When West posted a picture of himself to Twitter in a Make America Great Again hat and announced his admiration of Trump, search traffic for the Yeezy brand jumped by 25 percent, GQ reported. On the resale site Grailed, offers for Yeezys rose by 15 percent as well; before the incident, prices for Yeezys had been down 30 percent compared to early 2017.
West’s history of outlandish behavior — Twitter rants against exes, storming awards show stages — means people aren’t necessarily shocked by his recent behavior, Bernstein says. People largely view him as an eccentric “character” and generally don’t judge entertainers and athletes as harshly as they do other public figures, he contends.
However, “it was a very poor choice of wording,” he says of West’s remarks. “It seems like he didn’t have talking points. He really let it fly.”
Bernstein doubts West’s handlers can manage him easily. “I don’t think a PR person could tell Kanye to stop talking. I wouldn’t want to be that guy.”
While Bernstein doubts this scandal will end Kanye West, television journalist and pop culture commentator Jawn Murray predicts that the black community won’t easily forget or forgive the rapper’s remarks.
“I do think his brand will take a negative hit,” Murray says. “When consumers tell you you’re in a dangerous direction, the end result is your inability to have a demand.”
He points out that the African-American community has a buying power of $1.2 trillion annually, and they have turned their backs on other entertainers who have supported Trump.
“I don’t know if he has the mental and emotional capacity to reengage with the black community,” Murray says.
But not all of West’s fans are black, and West might actually score some new fans in light of his public support for Trump.
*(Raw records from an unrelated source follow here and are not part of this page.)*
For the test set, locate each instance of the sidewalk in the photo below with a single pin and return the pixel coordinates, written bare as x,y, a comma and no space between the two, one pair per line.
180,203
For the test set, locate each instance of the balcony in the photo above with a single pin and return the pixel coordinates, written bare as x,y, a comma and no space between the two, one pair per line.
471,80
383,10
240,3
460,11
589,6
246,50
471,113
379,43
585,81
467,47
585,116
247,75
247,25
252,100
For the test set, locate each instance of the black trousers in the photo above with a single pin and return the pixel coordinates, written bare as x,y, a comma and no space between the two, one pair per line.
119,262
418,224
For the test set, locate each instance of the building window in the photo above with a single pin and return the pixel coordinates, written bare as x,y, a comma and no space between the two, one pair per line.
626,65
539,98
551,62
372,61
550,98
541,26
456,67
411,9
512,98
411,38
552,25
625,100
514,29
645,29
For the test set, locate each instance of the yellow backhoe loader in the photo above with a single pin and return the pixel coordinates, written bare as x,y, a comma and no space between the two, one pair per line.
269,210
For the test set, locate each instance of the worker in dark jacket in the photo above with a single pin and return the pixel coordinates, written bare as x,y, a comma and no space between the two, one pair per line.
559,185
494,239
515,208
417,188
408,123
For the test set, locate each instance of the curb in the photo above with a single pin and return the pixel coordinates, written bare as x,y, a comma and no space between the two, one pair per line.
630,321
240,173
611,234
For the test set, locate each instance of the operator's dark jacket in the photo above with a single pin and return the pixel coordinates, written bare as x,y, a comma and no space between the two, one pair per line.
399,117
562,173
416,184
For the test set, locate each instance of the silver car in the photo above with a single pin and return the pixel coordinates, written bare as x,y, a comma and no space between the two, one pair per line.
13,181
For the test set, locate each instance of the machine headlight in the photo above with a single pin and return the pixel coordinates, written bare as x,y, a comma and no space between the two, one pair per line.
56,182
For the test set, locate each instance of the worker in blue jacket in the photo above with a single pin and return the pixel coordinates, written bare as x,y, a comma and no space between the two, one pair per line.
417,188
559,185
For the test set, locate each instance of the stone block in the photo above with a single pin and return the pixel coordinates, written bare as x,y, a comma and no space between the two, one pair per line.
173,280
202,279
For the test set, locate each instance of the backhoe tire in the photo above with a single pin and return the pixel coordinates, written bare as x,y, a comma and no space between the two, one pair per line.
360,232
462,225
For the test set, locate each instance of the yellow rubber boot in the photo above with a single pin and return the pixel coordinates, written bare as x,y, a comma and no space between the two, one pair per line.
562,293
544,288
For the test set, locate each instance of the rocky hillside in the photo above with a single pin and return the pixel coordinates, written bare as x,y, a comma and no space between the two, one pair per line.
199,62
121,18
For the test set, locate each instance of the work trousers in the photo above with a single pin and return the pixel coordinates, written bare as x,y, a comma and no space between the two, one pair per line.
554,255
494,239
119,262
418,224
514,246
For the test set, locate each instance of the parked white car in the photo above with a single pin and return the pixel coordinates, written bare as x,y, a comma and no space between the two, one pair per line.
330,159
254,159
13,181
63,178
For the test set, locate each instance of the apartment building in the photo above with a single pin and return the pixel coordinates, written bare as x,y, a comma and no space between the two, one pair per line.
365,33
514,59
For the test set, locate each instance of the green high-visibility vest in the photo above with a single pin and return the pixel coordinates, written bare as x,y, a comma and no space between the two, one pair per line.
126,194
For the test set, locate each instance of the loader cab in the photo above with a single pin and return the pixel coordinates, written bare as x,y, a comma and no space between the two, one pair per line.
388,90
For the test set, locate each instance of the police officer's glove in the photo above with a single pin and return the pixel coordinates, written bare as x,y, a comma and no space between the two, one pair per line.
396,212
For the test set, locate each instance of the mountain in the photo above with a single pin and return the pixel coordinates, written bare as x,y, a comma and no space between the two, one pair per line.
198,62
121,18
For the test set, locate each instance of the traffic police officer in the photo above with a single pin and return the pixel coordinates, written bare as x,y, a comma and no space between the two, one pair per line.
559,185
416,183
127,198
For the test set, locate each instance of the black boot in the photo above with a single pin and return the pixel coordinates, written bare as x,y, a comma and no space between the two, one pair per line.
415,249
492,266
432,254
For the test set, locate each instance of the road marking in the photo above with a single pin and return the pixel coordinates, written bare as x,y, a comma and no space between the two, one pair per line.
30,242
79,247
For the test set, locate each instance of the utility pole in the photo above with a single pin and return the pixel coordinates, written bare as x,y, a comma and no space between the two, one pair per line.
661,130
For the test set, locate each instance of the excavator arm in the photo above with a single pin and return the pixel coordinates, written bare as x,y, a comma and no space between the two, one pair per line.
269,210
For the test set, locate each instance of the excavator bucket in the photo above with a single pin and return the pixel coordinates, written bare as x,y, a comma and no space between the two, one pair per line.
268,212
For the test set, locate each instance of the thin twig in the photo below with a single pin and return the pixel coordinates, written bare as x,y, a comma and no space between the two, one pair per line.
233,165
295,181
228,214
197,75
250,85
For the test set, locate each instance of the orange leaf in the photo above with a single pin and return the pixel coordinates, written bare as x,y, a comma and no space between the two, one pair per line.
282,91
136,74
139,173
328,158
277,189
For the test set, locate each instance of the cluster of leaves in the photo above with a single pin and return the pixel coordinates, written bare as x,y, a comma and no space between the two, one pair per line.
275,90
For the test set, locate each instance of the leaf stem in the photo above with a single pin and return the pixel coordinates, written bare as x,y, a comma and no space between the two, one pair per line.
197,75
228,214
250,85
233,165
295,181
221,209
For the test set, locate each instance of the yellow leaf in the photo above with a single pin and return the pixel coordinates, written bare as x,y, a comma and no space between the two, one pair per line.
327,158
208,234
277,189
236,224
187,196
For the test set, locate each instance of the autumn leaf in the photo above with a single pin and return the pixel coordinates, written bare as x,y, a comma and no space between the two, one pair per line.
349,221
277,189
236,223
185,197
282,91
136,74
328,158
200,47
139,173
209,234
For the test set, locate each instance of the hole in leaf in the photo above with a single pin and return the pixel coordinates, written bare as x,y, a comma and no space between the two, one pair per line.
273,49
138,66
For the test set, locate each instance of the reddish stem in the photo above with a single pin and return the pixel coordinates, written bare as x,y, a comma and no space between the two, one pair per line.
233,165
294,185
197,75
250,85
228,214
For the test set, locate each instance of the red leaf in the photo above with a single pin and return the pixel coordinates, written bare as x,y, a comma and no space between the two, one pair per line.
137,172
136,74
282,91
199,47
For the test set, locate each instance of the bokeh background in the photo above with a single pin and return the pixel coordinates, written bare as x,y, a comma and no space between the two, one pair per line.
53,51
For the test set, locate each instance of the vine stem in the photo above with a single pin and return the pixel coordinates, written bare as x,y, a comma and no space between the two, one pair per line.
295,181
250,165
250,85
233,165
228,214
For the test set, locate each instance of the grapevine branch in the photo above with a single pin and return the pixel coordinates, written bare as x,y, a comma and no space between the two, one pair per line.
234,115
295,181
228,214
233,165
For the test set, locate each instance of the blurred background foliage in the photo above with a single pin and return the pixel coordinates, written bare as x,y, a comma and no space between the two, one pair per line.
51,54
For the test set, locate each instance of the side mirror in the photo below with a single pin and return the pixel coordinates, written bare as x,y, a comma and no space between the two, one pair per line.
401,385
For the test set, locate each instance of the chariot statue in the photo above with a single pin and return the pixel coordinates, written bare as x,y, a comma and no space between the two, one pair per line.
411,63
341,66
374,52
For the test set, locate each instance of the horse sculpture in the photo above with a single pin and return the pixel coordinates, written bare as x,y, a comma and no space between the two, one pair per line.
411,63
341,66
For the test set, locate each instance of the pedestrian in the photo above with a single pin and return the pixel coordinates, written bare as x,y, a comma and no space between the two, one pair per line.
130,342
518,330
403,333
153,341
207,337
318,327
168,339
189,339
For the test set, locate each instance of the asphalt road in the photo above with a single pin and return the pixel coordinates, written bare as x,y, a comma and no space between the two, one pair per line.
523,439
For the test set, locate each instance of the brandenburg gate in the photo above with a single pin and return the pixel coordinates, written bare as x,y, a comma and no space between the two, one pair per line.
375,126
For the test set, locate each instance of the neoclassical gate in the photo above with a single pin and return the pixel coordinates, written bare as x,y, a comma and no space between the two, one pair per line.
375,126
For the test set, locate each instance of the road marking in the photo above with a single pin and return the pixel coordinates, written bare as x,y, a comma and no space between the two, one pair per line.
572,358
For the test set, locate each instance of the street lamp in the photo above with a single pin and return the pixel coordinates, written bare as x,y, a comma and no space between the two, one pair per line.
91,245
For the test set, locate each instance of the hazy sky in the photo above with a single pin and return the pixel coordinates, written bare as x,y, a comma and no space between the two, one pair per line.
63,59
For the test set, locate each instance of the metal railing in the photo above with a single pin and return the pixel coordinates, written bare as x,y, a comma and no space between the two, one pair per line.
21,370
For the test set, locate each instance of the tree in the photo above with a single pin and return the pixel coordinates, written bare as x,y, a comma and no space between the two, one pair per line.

Murray acknowledges that West’s behavior in recent weeks will likely not be his undoing.
“There are lots of people who have issues with Michael Jordan and some of the personal choices he’s made,” Murray says. “They don’t believe he’s done enough to give back to his community. Yet his Jordan sneakers still sell well, so there’s a segment who will buy Kanye’s shoes just because they like his shoes. Even if his sneakers take somewhat of a hit, I don’t think this will be the end of the line for him.”